2°) "Peuple" est un concept (je pourrai répondre pourquoi dans la discussion) qui peut problématiser une pratique politique sous l'idée de l'égalité, sous condition que le lien du social et du politique soit établi.
3°) "Peuple" porte une charge affective toujours risquée, charge affective qui est justement celle de se réunir sous l'idée d'égalité, risquée par les configurations d'oppositions ; et donc le problème est celui de trouver les moyens de se parer de ce risque...

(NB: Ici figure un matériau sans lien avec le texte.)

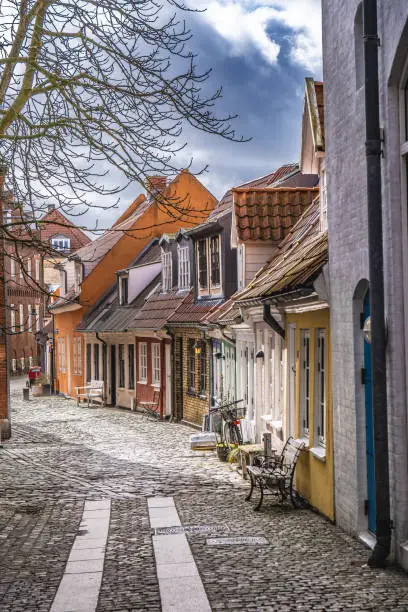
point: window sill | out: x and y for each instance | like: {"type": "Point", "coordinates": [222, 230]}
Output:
{"type": "Point", "coordinates": [319, 452]}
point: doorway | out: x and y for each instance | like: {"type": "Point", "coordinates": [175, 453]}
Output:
{"type": "Point", "coordinates": [113, 375]}
{"type": "Point", "coordinates": [369, 425]}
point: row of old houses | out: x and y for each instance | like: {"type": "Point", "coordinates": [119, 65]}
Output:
{"type": "Point", "coordinates": [228, 303]}
{"type": "Point", "coordinates": [265, 296]}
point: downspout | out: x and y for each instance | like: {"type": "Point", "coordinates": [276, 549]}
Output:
{"type": "Point", "coordinates": [173, 373]}
{"type": "Point", "coordinates": [376, 268]}
{"type": "Point", "coordinates": [162, 377]}
{"type": "Point", "coordinates": [106, 363]}
{"type": "Point", "coordinates": [272, 322]}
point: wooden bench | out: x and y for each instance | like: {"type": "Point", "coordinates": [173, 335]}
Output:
{"type": "Point", "coordinates": [91, 392]}
{"type": "Point", "coordinates": [150, 408]}
{"type": "Point", "coordinates": [276, 474]}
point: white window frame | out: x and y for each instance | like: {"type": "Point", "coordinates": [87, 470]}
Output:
{"type": "Point", "coordinates": [156, 365]}
{"type": "Point", "coordinates": [30, 319]}
{"type": "Point", "coordinates": [320, 392]}
{"type": "Point", "coordinates": [183, 267]}
{"type": "Point", "coordinates": [167, 271]}
{"type": "Point", "coordinates": [21, 317]}
{"type": "Point", "coordinates": [323, 200]}
{"type": "Point", "coordinates": [142, 359]}
{"type": "Point", "coordinates": [12, 318]}
{"type": "Point", "coordinates": [37, 317]}
{"type": "Point", "coordinates": [62, 354]}
{"type": "Point", "coordinates": [210, 288]}
{"type": "Point", "coordinates": [304, 379]}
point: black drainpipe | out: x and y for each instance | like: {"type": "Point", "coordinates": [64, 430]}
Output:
{"type": "Point", "coordinates": [173, 373]}
{"type": "Point", "coordinates": [104, 365]}
{"type": "Point", "coordinates": [376, 267]}
{"type": "Point", "coordinates": [271, 321]}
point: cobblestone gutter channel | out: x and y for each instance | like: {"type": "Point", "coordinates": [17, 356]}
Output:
{"type": "Point", "coordinates": [60, 456]}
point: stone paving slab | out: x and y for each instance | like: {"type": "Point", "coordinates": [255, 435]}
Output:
{"type": "Point", "coordinates": [62, 461]}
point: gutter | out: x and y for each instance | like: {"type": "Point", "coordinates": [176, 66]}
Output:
{"type": "Point", "coordinates": [272, 322]}
{"type": "Point", "coordinates": [376, 268]}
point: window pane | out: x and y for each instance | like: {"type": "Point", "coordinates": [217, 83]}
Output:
{"type": "Point", "coordinates": [215, 260]}
{"type": "Point", "coordinates": [202, 263]}
{"type": "Point", "coordinates": [131, 365]}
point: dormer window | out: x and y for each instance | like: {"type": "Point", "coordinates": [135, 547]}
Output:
{"type": "Point", "coordinates": [323, 201]}
{"type": "Point", "coordinates": [209, 264]}
{"type": "Point", "coordinates": [183, 267]}
{"type": "Point", "coordinates": [61, 243]}
{"type": "Point", "coordinates": [123, 290]}
{"type": "Point", "coordinates": [78, 276]}
{"type": "Point", "coordinates": [167, 272]}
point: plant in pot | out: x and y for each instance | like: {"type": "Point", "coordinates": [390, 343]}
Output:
{"type": "Point", "coordinates": [223, 450]}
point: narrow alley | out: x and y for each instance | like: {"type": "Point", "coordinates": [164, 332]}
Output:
{"type": "Point", "coordinates": [61, 457]}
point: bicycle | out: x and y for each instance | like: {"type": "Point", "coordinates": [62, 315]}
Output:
{"type": "Point", "coordinates": [231, 431]}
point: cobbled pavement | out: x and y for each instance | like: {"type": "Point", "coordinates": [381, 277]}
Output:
{"type": "Point", "coordinates": [61, 455]}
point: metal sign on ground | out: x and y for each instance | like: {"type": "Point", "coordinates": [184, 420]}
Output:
{"type": "Point", "coordinates": [190, 529]}
{"type": "Point", "coordinates": [238, 541]}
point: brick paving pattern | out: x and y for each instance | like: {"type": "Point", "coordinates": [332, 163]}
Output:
{"type": "Point", "coordinates": [61, 455]}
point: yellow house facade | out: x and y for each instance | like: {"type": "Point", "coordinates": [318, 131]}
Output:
{"type": "Point", "coordinates": [309, 333]}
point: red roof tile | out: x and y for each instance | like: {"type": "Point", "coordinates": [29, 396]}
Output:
{"type": "Point", "coordinates": [269, 214]}
{"type": "Point", "coordinates": [300, 256]}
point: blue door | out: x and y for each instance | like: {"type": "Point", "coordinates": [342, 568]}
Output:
{"type": "Point", "coordinates": [369, 426]}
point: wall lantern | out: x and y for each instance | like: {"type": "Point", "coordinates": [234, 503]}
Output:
{"type": "Point", "coordinates": [367, 330]}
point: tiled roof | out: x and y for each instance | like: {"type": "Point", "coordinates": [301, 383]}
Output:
{"type": "Point", "coordinates": [190, 311]}
{"type": "Point", "coordinates": [279, 174]}
{"type": "Point", "coordinates": [227, 312]}
{"type": "Point", "coordinates": [301, 255]}
{"type": "Point", "coordinates": [157, 310]}
{"type": "Point", "coordinates": [269, 214]}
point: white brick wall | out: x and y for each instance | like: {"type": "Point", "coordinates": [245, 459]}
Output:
{"type": "Point", "coordinates": [347, 219]}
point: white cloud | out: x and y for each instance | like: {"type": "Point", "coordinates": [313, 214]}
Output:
{"type": "Point", "coordinates": [244, 24]}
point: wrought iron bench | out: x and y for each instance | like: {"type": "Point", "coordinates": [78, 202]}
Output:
{"type": "Point", "coordinates": [95, 390]}
{"type": "Point", "coordinates": [276, 474]}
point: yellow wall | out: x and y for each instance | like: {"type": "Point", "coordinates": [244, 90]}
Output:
{"type": "Point", "coordinates": [314, 477]}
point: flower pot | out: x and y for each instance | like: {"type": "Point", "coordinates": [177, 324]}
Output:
{"type": "Point", "coordinates": [36, 390]}
{"type": "Point", "coordinates": [223, 452]}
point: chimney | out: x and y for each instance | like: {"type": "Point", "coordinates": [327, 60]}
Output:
{"type": "Point", "coordinates": [155, 184]}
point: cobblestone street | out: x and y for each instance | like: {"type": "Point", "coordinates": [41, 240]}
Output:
{"type": "Point", "coordinates": [61, 456]}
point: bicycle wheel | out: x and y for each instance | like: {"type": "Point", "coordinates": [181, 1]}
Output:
{"type": "Point", "coordinates": [232, 434]}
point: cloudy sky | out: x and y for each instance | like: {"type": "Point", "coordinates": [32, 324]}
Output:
{"type": "Point", "coordinates": [260, 52]}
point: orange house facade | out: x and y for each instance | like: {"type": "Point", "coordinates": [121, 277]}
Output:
{"type": "Point", "coordinates": [88, 274]}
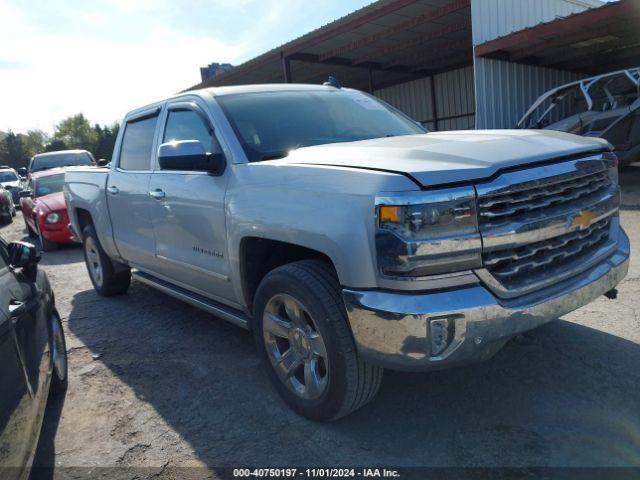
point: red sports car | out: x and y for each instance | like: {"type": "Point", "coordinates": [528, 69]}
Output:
{"type": "Point", "coordinates": [44, 209]}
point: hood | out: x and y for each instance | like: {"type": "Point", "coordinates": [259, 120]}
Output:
{"type": "Point", "coordinates": [448, 157]}
{"type": "Point", "coordinates": [52, 202]}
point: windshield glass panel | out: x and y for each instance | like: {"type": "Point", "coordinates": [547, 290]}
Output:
{"type": "Point", "coordinates": [8, 177]}
{"type": "Point", "coordinates": [60, 160]}
{"type": "Point", "coordinates": [49, 185]}
{"type": "Point", "coordinates": [270, 124]}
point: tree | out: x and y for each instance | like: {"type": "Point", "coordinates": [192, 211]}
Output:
{"type": "Point", "coordinates": [76, 132]}
{"type": "Point", "coordinates": [12, 152]}
{"type": "Point", "coordinates": [34, 142]}
{"type": "Point", "coordinates": [55, 145]}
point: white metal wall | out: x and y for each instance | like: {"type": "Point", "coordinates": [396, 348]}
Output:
{"type": "Point", "coordinates": [504, 90]}
{"type": "Point", "coordinates": [454, 98]}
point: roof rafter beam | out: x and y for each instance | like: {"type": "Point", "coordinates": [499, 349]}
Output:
{"type": "Point", "coordinates": [572, 38]}
{"type": "Point", "coordinates": [401, 27]}
{"type": "Point", "coordinates": [456, 27]}
{"type": "Point", "coordinates": [421, 58]}
{"type": "Point", "coordinates": [567, 24]}
{"type": "Point", "coordinates": [345, 62]}
{"type": "Point", "coordinates": [332, 31]}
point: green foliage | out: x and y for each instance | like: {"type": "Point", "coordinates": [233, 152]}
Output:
{"type": "Point", "coordinates": [12, 151]}
{"type": "Point", "coordinates": [74, 132]}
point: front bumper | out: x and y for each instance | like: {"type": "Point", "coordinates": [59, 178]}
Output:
{"type": "Point", "coordinates": [394, 329]}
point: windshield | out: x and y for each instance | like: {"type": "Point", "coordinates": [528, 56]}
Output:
{"type": "Point", "coordinates": [271, 124]}
{"type": "Point", "coordinates": [48, 185]}
{"type": "Point", "coordinates": [60, 160]}
{"type": "Point", "coordinates": [8, 177]}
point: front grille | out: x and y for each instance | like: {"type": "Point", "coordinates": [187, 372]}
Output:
{"type": "Point", "coordinates": [530, 223]}
{"type": "Point", "coordinates": [531, 263]}
{"type": "Point", "coordinates": [534, 198]}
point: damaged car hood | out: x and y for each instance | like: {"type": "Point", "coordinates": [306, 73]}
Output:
{"type": "Point", "coordinates": [448, 157]}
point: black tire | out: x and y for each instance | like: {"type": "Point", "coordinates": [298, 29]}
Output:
{"type": "Point", "coordinates": [58, 346]}
{"type": "Point", "coordinates": [351, 382]}
{"type": "Point", "coordinates": [115, 278]}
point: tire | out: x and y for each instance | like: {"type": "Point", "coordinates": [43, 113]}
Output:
{"type": "Point", "coordinates": [58, 349]}
{"type": "Point", "coordinates": [343, 382]}
{"type": "Point", "coordinates": [106, 279]}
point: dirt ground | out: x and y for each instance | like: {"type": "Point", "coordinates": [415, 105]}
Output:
{"type": "Point", "coordinates": [157, 383]}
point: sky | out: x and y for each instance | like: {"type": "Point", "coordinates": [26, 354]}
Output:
{"type": "Point", "coordinates": [103, 58]}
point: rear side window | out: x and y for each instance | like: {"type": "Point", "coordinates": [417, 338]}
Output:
{"type": "Point", "coordinates": [137, 144]}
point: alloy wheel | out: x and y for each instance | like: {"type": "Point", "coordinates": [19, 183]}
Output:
{"type": "Point", "coordinates": [295, 347]}
{"type": "Point", "coordinates": [94, 263]}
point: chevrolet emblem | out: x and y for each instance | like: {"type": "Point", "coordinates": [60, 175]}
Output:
{"type": "Point", "coordinates": [583, 220]}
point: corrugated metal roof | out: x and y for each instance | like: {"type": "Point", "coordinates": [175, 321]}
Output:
{"type": "Point", "coordinates": [399, 40]}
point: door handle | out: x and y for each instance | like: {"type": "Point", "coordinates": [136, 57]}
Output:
{"type": "Point", "coordinates": [17, 308]}
{"type": "Point", "coordinates": [157, 194]}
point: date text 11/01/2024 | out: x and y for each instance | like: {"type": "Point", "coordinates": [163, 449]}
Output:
{"type": "Point", "coordinates": [317, 472]}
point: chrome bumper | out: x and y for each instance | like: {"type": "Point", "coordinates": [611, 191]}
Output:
{"type": "Point", "coordinates": [396, 330]}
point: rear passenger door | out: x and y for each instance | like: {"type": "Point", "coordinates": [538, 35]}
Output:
{"type": "Point", "coordinates": [189, 216]}
{"type": "Point", "coordinates": [128, 190]}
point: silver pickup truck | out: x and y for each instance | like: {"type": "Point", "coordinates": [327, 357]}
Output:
{"type": "Point", "coordinates": [344, 236]}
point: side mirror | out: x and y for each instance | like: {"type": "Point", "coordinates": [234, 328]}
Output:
{"type": "Point", "coordinates": [190, 155]}
{"type": "Point", "coordinates": [25, 256]}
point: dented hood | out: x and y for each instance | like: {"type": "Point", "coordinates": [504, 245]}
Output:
{"type": "Point", "coordinates": [449, 157]}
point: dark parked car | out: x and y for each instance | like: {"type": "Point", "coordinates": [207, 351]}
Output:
{"type": "Point", "coordinates": [33, 358]}
{"type": "Point", "coordinates": [7, 207]}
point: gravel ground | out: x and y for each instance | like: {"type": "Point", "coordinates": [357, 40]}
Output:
{"type": "Point", "coordinates": [157, 383]}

Il reste à faire apparaitre un usage de la catégorie de "peuple" que je qualifierait d’émancipateur, ou dans le cadre d’une politique d’émancipation, ce dont on trouve un écho par exemple chez Michelet quand il soutient, à la fin de la lettre à E. Quinet, qui sert de préface au Peuple, qu'aux yeux de l’Europe, le peuple français incarne avant tout la Révolution, et que, à ce titre, il a pour ennemi toutes les aristocraties. C’est ce sens que l’on entend, je crois, dans les manifestations de Dresde, Tunis ou du Caire. C’est ce sens qui se dessine aussi entre 1789 et 1793, dont Sophie Wahnich a montré les expressions politiques dans son beau livre La longue patience du peuple. Pour le dire vite, je le caractériserait en disant qu’il nomme une multitude agissant en commun politiquement sous l’exigence d’égalité, ce qui en passe nécessairement, je pense, par la prise en considération de ce que Rancière appelle « la part des sans-part », autrement dit ce qui a pour effet de mettre en question la règle de partage qui distribue une population (et non un peuple) en ses différentes parties. L’un des critères de reconnaissance de cette usage en terme d’émancipation tiendrait donc à ce que la catégorie de "peuple" n’est pas prise alors dans le jeu des différences ou des oppositions, mais se donne plutôt dans l’affirmation à la fois d’un collectif et des singularités qui le composent. Ce qui, soit dit en passant, permet d’éviter la question identitaire et policière de l’appartenance, donc de l’exclusion, puisque le peuple, alors, n’est pensé ni par son ennemi, ni sous le risque de son aliénation. Corollaire : il n’est pas non plus pensé sous la direction qui en assurerait l’unité. Il faut, pour en accepter l’usage, pouvoir admettre 1°) que la détermination de l’être du peuple n’est pas de l’ordre de l’intérêt économique, mais relève de l’exigence politique d’égalité ; 2°) que l’égalité n’est pas sous l’horizon d’une société (enfin) juste qui la réalisera, mais se pratique ici et maintenant ; 3°) que les masses ne sont pas en elles-mêmes aliénées. Autant de questions à réfléchir, à mon sens positivement.
1A notamment publié Les ambiguïtés du peuple, Pleins Feux. NDLR.
3 Publié par la revue Tenons et Mortaises, dans le premier numéro, consacré aux "métèques".